GigaSOM.jl: High-performance clustering and visualization of huge cytometry datasets

Abstract

Background: The amount of data generated in large clinical and phenotyping studies that use single-cell cytometry is constantly growing. Recent technological advances allow the easy generation of data with hundreds of millions of single-cell data points with >40 parameters, originating from thousands of individual samples. The analysis of that amount of high-dimensional data becomes demanding in both hardware and software of high-performance computational resources. Current software tools often do not scale to the datasets of such size; users are thus forced to downsample the data to bearable sizes, in turn losing accuracy and ability to detect many underlying complex phenomena.

Results: We present GigaSOM.jl, a fast and scalable implementation of clustering and dimensionality reduction for flow and mass cytometry data. The implementation of GigaSOM.jl in the high-level and high-performance programming language Julia makes it accessible to the scientific community and allows for efficient handling and processing of datasets with billions of data points using distributed computing infrastructures. We describe the design of GigaSOM.jl, measure its performance and horizontal scaling capability, and showcase the functionality on a large dataset from a recent study.

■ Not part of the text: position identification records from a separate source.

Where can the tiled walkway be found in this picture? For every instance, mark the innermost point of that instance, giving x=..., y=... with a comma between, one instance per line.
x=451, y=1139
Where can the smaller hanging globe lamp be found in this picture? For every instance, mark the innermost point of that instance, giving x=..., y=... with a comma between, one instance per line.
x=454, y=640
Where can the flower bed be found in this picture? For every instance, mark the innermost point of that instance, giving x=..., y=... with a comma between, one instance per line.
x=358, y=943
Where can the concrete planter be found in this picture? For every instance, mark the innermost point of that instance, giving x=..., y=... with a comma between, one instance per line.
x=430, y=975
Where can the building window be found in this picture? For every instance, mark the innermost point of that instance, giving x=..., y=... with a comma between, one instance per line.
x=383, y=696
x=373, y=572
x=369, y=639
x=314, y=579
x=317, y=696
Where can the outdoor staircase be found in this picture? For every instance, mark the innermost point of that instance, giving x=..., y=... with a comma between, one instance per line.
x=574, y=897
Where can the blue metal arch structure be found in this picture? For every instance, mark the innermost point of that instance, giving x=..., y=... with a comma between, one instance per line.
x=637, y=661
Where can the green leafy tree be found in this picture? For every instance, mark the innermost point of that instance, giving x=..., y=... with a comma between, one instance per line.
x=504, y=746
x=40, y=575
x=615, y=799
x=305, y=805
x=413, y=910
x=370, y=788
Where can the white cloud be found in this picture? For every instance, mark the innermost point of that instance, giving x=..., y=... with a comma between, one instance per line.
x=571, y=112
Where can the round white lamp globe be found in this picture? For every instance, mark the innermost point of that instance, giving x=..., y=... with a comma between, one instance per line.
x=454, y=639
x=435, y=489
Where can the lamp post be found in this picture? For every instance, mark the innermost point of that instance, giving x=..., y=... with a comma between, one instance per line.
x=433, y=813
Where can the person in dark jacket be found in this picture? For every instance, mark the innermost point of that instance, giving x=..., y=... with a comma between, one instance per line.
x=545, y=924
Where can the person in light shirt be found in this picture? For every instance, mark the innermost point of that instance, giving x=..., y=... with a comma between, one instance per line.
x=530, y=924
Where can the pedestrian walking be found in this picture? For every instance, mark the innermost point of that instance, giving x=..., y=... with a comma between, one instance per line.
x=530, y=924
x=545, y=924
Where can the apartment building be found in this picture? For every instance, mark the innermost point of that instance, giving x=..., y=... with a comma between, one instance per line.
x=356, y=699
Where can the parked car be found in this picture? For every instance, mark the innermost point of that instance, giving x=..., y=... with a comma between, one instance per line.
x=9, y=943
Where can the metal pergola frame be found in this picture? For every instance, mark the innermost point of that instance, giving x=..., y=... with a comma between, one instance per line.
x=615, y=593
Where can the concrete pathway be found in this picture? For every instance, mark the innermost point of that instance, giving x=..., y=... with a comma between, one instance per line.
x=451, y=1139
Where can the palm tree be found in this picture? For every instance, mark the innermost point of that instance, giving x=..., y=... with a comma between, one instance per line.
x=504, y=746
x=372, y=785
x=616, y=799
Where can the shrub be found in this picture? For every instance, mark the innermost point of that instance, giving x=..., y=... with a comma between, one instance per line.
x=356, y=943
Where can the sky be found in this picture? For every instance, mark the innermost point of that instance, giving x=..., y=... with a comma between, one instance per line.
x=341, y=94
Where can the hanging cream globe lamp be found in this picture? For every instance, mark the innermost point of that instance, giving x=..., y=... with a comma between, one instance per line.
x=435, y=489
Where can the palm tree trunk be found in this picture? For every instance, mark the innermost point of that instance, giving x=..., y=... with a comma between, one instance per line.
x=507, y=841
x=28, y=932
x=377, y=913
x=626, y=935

Conclusions: GigaSOM.jl facilitates the use of commonly available high-performance computing resources to process the largest available datasets within minutes, while producing results of the same quality as the current state-of-art software. Measurements indicate that the performance scales to much larger datasets. The example use on the data from a massive mouse phenotyping effort confirms the applicability of GigaSOM.jl to huge-scale studies.

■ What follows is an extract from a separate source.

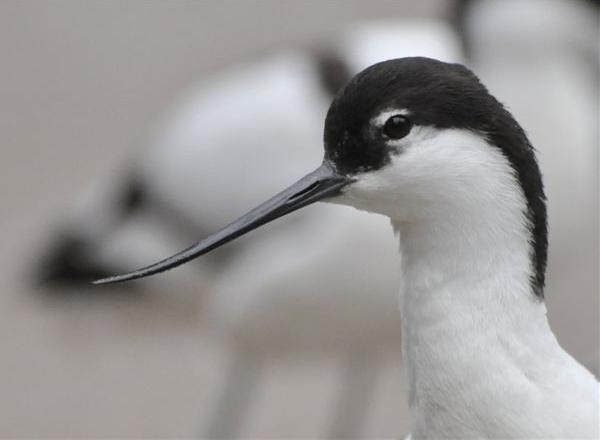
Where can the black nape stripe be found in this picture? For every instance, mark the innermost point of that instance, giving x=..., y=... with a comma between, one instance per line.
x=440, y=95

Keywords: Julia; clustering; dimensionality reduction; high-performance computing; self-organizing maps; single-cell cytometry.

Figure 1

Architecture of GigaSOM.jl. Top: Data distribution process divides the available FCS files into balanced slices; individual workers retrieve their respective slice data using a shared storage. Bottom:The SOM learning and visualization processes require only a minimal amount of data to be transferred between the master and worker nodes, consisting of the relatively small codebook in the case of SOM learning (blue arrows) and pre-rasterized graphics in the case of visualization (green arrows).

Figure 2

Comparison of GigaSOM.jl results with manual gating of the Levine32 dataset. The confusion matrix is normalized in rows, showing the ratio of cells in each aggregate of GigaSOM-originating clusters that matches the cell types from manual analysis. Darker color represents better match. The mean F1 score is comparable to FlowSOM. A more comprehensive comparison is available in Supplementary Fig. S1.

Figure 3

Performance dependency of distributed algorithms in GigaSOM on data dimensionality, SOM size, and number of available workers. Data processing performance is displayed as normalized to median speed in cells per second (c/s).

Figure 4

Effect of data-indexing structures on GigaSOM performance. The plotted points show relative speedup of the algorithms utilizing kd-trees (horizontal axis) and ball-trees (vertical axis) compared with brute-force neighbor search. Baseline (1× speedup) is highlighted by thick grid lines—a point plotted in the upper right quadrant represents a benchmark measurement that showed speedup for both kd-trees and ball-trees, upper left quadrant contains benchmark results where ball-trees provided speedup and kd-trees slowed the computation down, etc.

Figure 5

Raw IMPC Spleen T-cell dataset, processed by GigaSOM.jl and embedded by the Julia implementation of EmbedSOM. The figure shows an aggregate of 1,167,129,317 individual cells. Expression of 3 main markers is displayed in combination as mixed colors: CD8 in red, CD4 in green, and CD161 in blue. A more detailed, annotated version of the visualization is available in Supplementary Fig. S4.